IndiaWeekly
- Website: www.indiaweekly.biz
- Commercial: Yes
- Launched: 1993

= India Weekly =

Indian online shopping website

IndiaWeekly is a commercial website serving India and its diaspora, providing them with an online shopping platform for entertainment products like movies, music, and gifts.

IndiaWeekly has over one million fans on social networking site Facebook. At one point it owned 54% of the online Indian DVD market as per a court document. Shivesh Kumar is the founder of IndiaWeekly.

==Legal cases==

IndiaWeekly sued its competitor Nehaflix for an amount in excess of a million dollars in the U.S. Federal Court, alleging that they hacked into their computer system and stole its trade secrets.
After a lawsuit which involved more than 250 court filings and which lasted around five years, IndiaWeekly finally got the Nehaflix.com website to be permanently shut down in a settlement.

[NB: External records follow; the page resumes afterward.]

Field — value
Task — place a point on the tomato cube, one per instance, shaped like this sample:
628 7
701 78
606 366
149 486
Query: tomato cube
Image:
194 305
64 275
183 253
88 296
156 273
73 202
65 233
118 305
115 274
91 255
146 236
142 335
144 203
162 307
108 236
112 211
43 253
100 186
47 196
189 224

In April 2011, IndiaWeekly received a favorable ruling from a senior US District Judge Melancon Tucker, who ordered that all Yahoo records of Nehaflix for 2002 to present, including all customer records, be handed over to counsels of IndiaWeekly.
 A document from Yahoo that was produced as a result of a subpoena issued to them by IndiaWeekly stated that Yahoo records contained over 150,000 customer orders that were received via website Nehaflix.com. IndiaWeekly received all of these customer records in the settlement.